Such a sculpture may have greater power (a) to reveal the creator’s desire, conscious or subconscious, to elevate the subject — and (b) to in fact elevate the subject — into the pantheon of the community — to place the subject among the “gods” and heroes revered by the community.
It’s a natural connection to make, as the original Pantheon — the first-century C.E. temple in Rome — is believed to been a repository of sculptures of the main Roman gods: Mars, Venus, Jupiter, Apollo, Diana, etc.
The idea gains poignancy with the prospect that Brand’s statuette was seen and viewed primarily within the secular temple of the San Francisco saloon.
The following conceptualization of the Pantheon, from 1894, is disputed in scholarly circles — but it speaks to the tradition of the Pantheon as a house for sculptures of the gods. (Note the inclusion of Minerva, a central figure in the Great Seal of California.)
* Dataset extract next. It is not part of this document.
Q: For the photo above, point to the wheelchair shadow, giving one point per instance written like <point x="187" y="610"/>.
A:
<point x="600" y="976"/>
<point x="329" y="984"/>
Is there an adjectival form of the noun “pantheon,” I wondered? “Pantheonic,” perhaps?
My instincts were right. The word is a little archaic — but, it exists. Hence, the title of this article.
In fact: When consulting my trusty Compact Oxford English Dictionary, I learned that “pantheonic” entered the lexicon in 1865 — the very moment when Emperor Norton was settling into his reign and when, most likely, Herman J. Brand arrived in San Francisco.
Perhaps it was destiny that Herman Brand would come to create a pantheonic tribute to Norton I.